Аутоваген сорвался с места с такой силой, словно в него вселился сам дьявол, лишь беспомощно хрустнули блокировавшие колёса деревянные колодки. Никакие тормоза не могли сдержать ту слепую и яростную силу, которой он был одержим и которая гнала его вперед, не разбирая ни дороги, ни препятствий.

Удар о стоящую впереди телегу оказался страшен. Тяжелый корпус аутовагена разнес вдребезги ее заднюю часть, заставив возницу скатиться с передка на брусчатку. Подняться он не успел, литые колеса управляемого новыми владельцами экипажа беззвучно вмяли его в брусчатку, точно мягкую глиняную куклу, лишь булькнуло между камней красным и серым.

Впавшему в бешенство и влекомому демонами аутовагену не требовалось наслаждаться плодами содеянного.
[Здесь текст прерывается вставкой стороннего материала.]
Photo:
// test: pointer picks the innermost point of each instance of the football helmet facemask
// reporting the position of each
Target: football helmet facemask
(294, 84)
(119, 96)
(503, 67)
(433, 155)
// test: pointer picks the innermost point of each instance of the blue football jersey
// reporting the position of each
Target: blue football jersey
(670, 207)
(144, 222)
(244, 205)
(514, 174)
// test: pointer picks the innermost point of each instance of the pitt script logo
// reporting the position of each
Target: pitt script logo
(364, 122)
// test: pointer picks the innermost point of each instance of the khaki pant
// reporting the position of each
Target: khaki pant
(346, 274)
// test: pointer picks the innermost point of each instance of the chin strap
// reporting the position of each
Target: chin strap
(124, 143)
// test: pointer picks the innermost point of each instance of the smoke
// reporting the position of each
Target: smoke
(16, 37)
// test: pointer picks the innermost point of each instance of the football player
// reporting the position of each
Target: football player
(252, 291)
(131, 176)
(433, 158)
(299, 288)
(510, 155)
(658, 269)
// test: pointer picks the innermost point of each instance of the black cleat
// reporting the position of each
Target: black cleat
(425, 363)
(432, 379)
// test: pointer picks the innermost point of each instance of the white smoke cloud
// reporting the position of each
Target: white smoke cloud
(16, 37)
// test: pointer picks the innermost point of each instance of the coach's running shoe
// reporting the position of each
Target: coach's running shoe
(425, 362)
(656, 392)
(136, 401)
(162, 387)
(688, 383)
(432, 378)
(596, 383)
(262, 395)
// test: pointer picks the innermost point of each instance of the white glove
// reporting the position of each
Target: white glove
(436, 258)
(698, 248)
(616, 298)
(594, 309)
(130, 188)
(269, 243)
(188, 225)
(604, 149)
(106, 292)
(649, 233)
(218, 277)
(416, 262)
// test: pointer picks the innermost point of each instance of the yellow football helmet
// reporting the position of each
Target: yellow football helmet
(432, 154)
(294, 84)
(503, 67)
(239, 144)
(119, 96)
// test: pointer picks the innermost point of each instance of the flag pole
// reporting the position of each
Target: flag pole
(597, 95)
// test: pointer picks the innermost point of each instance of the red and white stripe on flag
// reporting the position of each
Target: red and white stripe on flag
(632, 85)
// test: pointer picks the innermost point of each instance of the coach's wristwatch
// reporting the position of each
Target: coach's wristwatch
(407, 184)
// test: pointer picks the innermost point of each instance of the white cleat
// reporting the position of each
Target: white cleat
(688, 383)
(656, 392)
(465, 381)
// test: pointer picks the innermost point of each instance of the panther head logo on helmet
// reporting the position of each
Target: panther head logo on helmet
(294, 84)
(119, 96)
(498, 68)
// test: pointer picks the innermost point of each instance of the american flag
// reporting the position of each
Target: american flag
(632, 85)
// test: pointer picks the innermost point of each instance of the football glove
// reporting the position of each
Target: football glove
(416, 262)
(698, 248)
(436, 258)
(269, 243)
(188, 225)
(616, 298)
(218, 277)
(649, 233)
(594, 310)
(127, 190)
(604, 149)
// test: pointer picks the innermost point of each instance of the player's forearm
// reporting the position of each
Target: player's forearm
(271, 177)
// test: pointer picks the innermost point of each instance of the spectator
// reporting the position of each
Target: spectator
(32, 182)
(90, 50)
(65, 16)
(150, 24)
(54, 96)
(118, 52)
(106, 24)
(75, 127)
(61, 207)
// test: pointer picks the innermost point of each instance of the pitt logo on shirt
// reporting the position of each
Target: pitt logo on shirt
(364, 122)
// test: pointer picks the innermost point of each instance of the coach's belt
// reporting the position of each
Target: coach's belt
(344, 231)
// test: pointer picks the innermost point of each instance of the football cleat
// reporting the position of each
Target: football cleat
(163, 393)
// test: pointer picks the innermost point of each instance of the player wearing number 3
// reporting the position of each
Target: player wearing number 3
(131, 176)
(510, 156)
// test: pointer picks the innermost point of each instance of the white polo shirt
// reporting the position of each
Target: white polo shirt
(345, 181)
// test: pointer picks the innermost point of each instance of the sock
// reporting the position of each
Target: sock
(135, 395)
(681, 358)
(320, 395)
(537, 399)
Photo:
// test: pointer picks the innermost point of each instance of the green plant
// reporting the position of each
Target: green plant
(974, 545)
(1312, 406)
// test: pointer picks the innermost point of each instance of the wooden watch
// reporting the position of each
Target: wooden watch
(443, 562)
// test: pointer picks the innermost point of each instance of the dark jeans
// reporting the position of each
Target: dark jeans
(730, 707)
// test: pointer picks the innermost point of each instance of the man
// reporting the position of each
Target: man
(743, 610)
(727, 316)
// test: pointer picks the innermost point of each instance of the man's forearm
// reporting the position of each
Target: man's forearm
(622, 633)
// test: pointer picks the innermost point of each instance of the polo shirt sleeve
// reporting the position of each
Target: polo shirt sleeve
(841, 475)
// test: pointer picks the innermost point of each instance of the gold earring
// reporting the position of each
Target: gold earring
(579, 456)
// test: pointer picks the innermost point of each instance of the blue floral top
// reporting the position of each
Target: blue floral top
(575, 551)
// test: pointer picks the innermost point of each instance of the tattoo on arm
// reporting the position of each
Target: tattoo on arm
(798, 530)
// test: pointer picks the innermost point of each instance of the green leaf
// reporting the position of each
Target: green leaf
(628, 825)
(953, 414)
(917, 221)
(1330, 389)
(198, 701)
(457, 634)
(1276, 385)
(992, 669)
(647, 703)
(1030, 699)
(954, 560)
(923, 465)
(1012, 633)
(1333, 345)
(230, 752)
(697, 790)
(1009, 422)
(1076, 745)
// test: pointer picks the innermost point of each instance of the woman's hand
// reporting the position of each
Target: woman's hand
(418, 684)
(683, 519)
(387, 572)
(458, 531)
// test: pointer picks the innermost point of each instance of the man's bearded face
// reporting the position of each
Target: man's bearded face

Оглушительно рыкнув, он мгновенно сдал назад и раздавил телегу с сырными головами, стоявшую за ним. Его хозяин оказался неглуп, как для сыровара, успел проворно отскочить в сторону, но его приятелю, сидевшему рядом на козлах, повезло меньше. Хлестнувшее из выхлопных труб пламя, топливом для которого был не уголь и не торф, а чистая демоническая ярость, мгновенно охватило его с головы до ног, жадно содрав плоть с лопающихся от жара костей.

Только тогда все эти безмозглые недотепы бросились бежать, оглашая улицу истошными воплями, точно трясогузки на болоте. Бежать, позабыв про все, что прежде представляло для них ценность в этой жизни, служа предметом гордости или стыдливого удовольствия, но что мгновенно сделалось никчемным балластом. Про драгоценный товар, так и не доставленный покупателю, быстро превратившийся в тлеющие на мостовой бесформенные груды. Про ржущих от ужаса лошадей, мечущихся среди дыма и огня. Про никчемные цеховые цацки на своей груди и отягченные многолетним геморроем жирные задницы. Про юных служанок, которых тайком от жен трахали по вечерам на мешках с мукой, пока те распекали молочника, и которые теперь голосили, брошенные на произвол судьбы вместе с товаром. Про честь, про достоинство, про деловую репутацию.

Ослепший лихтофор с погасшим глазом безучастно наблюдал за страшной картиной разрушения, которую учинил на улице одержимый дьяволом экипаж. Этот аутоваген уже не был той изящной лакированной коробочкой, при виде которой завистливо вздыхали обладали призовых рысаков и роскошных ландо. Он был подобием кареты, вырвавшейся из самого ада, безумной машиной, исполняющей страшную механическую кадриль и сеющую вокруг себя смерть, хаос и огонь.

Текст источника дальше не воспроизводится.